The Stars Group (previously Amaya) has escaped paying a major fine – for now. The Canadian operator is fully expecting the Court of Appeals ruling, which found in their favour and quashed an $870 million fine, to be challenged.
The Commonwealth of Kentucky launched legal action against PokerStars in 2010, when it was owned by Rational Group. The allegations were that the operator had illegally provided services to 34,000 players in Kentucky between October 2006 and April 2011.
Amaya acquired Rational Group in 2014, and was fined $290 million in November the following year. Thomas Wingate, a judge in the Franklin Circuit Court, made the original ruling and then tripled the amount in December 2015, at the request of the state of Kentucky. Amaya was rebranded as the Stars Group in 2017.
The fine was carried over to the renamed company, but the Court of Appeals recently reversed the judgement saying that if the Commonwealth’s complaint was allowed to go forward, the result would be absurd and unjust.
Martin Goldstein, Executive Vice President and Chief Legal Officer of the Stars Group, said his company applauded the decision of the 3-judge panel. He added that the case’s merits prevailed, and that the Stars Group was looking forward to putting the matter behind them.

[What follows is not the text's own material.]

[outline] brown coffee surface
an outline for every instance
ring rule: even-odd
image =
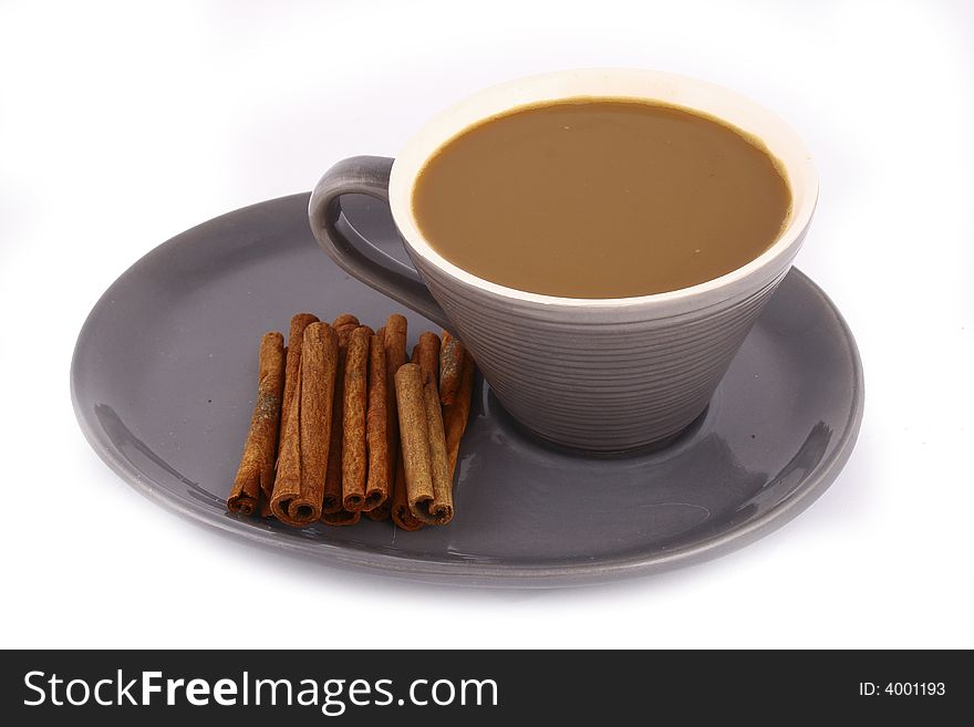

They also intend to petition for the release of a supersedeas bond. The $100 million bond was posted to stay Wingate order during the appeal process. At the same time, however, the operator made it clear that they do not expect the matter to end here.
The Kentucky Commonwealth is likely to petition for a rehearing in the Court of Appeals, or to request that the state’s Supreme Court review the case. If the Supreme Court hears the appeal, the Group has made it clear that it will dispute any and all liability.
At this juncture, an out-of-court settlement is still possible and would prevent further escalation. However, since both sides feel strongly that they are in the right this is appearing increasingly unlikely. The Stars Group defended its position by arguing in the Appeals Court that Kentucky was trying to exploit a statute that was hundreds of years old.
Aside from being out dated, this legislation was intended to allow individuals who had incurred losses while playing games, to bring actions against their winning opponents. The intention was never to create a way for large groups to go head-to-head. No specific customers were ever identified as having lost money while making use of PokerStars’ so-called illegally-provided services during the time period in question.